Zu früh im Rampenlicht: Natascha Ochsenknecht spricht über den Ruhm ihrer Söhne

Berlin - Natascha Ochsenknecht (61) blickt auf den frühen Karrierestart ihrer Söhne Jimi Blue und Wilson Gonzalez zurück. Die Schauspielerin und Model-Mutter sagt: Unter den heutigen Bedingungen würde sie ihre Kinder stärker schützen.

Natascha Ochsenknecht (61) spricht über den frühen Ruhm ihrer Kinder und würde heute manches anders entscheiden. (Archivfoto)  © Jens Kalaene/dpa

Mit den Filmen der Reihe "Die Wilden Kerle" wurden Jimi Blue Ochsenknecht (34) und sein Bruder Wilson Gonzalez Ochsenknecht (36) Anfang der 2000er-Jahre bekannt. Damals standen die beiden Brüder bereits als Kinder vor der Kamera -Jimi Blue war elf, Wilson Gonzalez 13 Jahre alt.

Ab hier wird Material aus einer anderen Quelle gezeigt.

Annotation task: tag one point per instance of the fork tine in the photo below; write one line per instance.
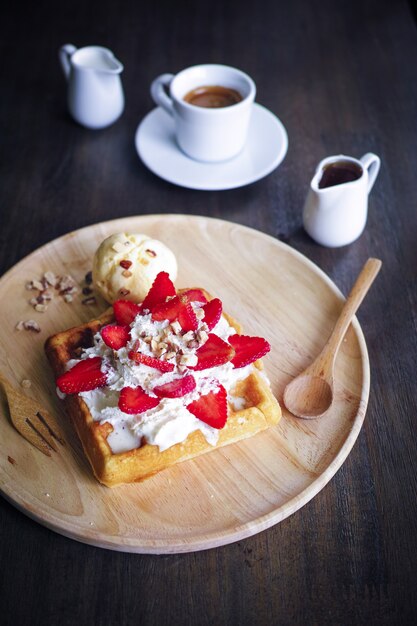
(42, 431)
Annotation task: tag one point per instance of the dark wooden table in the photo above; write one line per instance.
(342, 76)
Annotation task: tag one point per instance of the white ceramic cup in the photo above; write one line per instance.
(207, 134)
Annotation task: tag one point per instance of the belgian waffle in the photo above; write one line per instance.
(261, 411)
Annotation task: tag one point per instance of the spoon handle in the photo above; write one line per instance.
(354, 299)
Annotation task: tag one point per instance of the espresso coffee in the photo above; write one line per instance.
(213, 97)
(338, 173)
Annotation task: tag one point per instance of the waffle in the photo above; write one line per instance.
(262, 411)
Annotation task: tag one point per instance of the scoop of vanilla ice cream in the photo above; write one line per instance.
(126, 264)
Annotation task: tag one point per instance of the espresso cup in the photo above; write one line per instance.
(205, 133)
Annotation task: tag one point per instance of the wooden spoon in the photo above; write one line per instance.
(310, 394)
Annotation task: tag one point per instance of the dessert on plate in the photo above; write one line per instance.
(126, 264)
(151, 384)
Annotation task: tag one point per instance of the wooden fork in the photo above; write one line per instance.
(31, 420)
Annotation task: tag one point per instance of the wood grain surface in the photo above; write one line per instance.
(233, 492)
(342, 77)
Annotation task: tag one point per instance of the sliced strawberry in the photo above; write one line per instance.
(150, 361)
(194, 295)
(176, 388)
(167, 310)
(187, 318)
(212, 353)
(84, 376)
(211, 408)
(248, 349)
(134, 400)
(115, 336)
(162, 288)
(125, 311)
(212, 312)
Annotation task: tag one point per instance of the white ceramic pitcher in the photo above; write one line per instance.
(336, 215)
(95, 93)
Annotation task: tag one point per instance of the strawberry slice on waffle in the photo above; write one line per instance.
(176, 388)
(212, 353)
(86, 375)
(211, 408)
(248, 349)
(162, 288)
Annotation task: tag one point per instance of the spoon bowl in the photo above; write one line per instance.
(310, 394)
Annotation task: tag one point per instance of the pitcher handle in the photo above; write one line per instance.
(65, 53)
(158, 92)
(372, 163)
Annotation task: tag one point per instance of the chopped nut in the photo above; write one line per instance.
(50, 278)
(125, 264)
(189, 359)
(117, 247)
(37, 285)
(32, 325)
(89, 301)
(176, 327)
(202, 336)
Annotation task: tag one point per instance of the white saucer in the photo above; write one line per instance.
(265, 149)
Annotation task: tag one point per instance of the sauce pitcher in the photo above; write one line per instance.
(95, 93)
(336, 207)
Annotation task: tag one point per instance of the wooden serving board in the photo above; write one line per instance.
(230, 493)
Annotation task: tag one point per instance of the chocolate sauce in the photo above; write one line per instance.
(338, 173)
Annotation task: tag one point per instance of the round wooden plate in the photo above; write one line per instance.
(233, 492)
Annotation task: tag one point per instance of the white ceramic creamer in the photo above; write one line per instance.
(335, 213)
(95, 93)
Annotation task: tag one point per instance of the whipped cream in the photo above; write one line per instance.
(170, 422)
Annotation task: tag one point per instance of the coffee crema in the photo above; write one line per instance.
(213, 97)
(338, 173)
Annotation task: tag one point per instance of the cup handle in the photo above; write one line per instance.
(372, 163)
(65, 53)
(158, 93)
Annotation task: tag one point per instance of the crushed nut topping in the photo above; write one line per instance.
(32, 325)
(89, 301)
(125, 264)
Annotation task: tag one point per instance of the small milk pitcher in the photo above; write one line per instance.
(336, 207)
(95, 93)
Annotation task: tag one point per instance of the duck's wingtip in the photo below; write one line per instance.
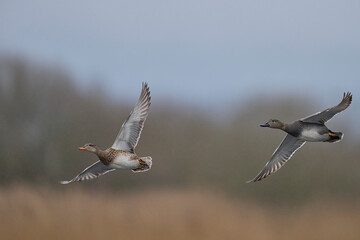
(250, 181)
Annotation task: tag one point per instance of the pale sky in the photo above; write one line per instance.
(204, 53)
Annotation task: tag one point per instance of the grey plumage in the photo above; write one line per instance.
(130, 131)
(311, 128)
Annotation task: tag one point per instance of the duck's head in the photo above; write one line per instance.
(273, 123)
(89, 147)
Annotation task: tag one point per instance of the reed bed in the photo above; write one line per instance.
(29, 213)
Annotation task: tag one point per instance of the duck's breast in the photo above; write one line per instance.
(125, 161)
(314, 133)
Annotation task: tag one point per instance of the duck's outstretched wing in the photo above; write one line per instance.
(92, 172)
(326, 115)
(130, 131)
(281, 155)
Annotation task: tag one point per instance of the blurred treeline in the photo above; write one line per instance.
(45, 116)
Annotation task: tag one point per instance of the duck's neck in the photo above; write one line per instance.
(284, 127)
(98, 152)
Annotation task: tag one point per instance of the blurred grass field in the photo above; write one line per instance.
(40, 213)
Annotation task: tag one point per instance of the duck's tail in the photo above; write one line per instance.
(335, 137)
(145, 165)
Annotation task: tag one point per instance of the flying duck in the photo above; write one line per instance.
(309, 129)
(121, 154)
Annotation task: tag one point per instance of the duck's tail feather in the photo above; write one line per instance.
(146, 163)
(335, 137)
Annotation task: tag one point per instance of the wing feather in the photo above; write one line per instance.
(281, 155)
(130, 131)
(326, 115)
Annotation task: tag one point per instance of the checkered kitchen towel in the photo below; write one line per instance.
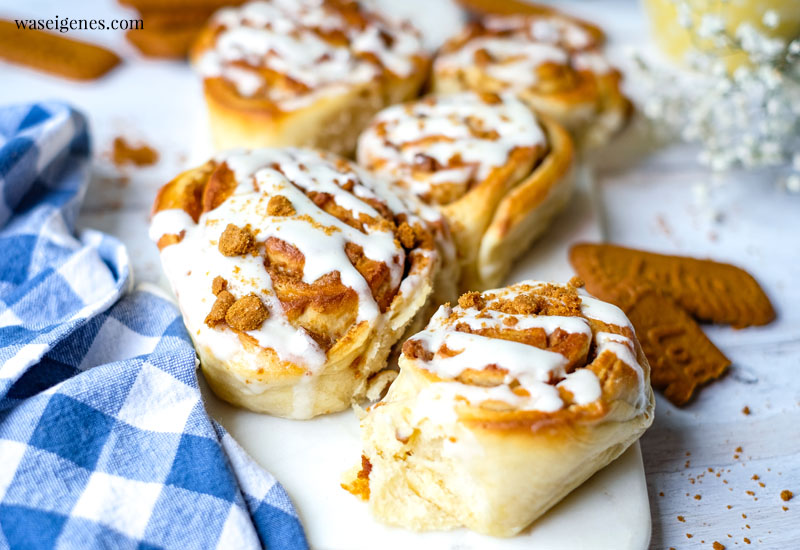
(104, 441)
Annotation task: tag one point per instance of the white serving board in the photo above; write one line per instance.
(609, 512)
(160, 103)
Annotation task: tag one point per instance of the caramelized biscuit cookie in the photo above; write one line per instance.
(709, 291)
(54, 54)
(681, 356)
(660, 294)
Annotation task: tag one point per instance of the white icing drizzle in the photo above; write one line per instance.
(518, 45)
(311, 42)
(533, 368)
(193, 263)
(547, 29)
(481, 132)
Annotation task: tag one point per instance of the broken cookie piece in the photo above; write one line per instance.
(247, 313)
(236, 241)
(221, 306)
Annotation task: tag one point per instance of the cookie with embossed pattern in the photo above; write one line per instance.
(661, 295)
(710, 291)
(681, 356)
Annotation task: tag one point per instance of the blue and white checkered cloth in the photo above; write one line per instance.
(104, 441)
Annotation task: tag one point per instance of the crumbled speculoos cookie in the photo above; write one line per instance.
(279, 205)
(247, 313)
(221, 306)
(218, 285)
(236, 241)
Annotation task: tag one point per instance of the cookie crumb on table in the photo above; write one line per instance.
(139, 155)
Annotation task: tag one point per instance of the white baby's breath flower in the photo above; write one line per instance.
(710, 25)
(796, 161)
(793, 183)
(771, 19)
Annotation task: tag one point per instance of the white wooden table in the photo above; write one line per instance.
(650, 201)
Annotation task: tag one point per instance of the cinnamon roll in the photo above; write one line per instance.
(496, 171)
(504, 404)
(304, 72)
(295, 271)
(552, 61)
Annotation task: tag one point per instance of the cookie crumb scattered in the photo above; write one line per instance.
(576, 282)
(279, 205)
(218, 285)
(471, 299)
(220, 308)
(247, 313)
(139, 155)
(406, 236)
(235, 241)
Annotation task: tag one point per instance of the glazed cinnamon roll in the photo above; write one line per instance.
(504, 404)
(552, 61)
(304, 72)
(295, 272)
(496, 171)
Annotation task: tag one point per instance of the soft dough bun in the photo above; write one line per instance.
(504, 404)
(290, 72)
(295, 271)
(551, 61)
(498, 173)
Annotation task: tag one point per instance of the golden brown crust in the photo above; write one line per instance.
(491, 467)
(324, 312)
(587, 100)
(321, 116)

Im Podcast "feinstoff" von Guido Maria Kretschmer (61) sprach Natascha Ochsenknecht nun über diese Zeit und erklärte, warum sie den frühen Karrierestart ihrer Söhne heute anders bewerten würde.

Die dreifache Mutter erinnert sich an die Dreharbeiten als eine gut organisierte Zeit. Während der Sommerferien seien die Filme entstanden, zusätzlich habe es am Set Unterricht gegeben. "Es war immer ein Lehrer vor Ort", erklärte Ochsenknecht im Podcast.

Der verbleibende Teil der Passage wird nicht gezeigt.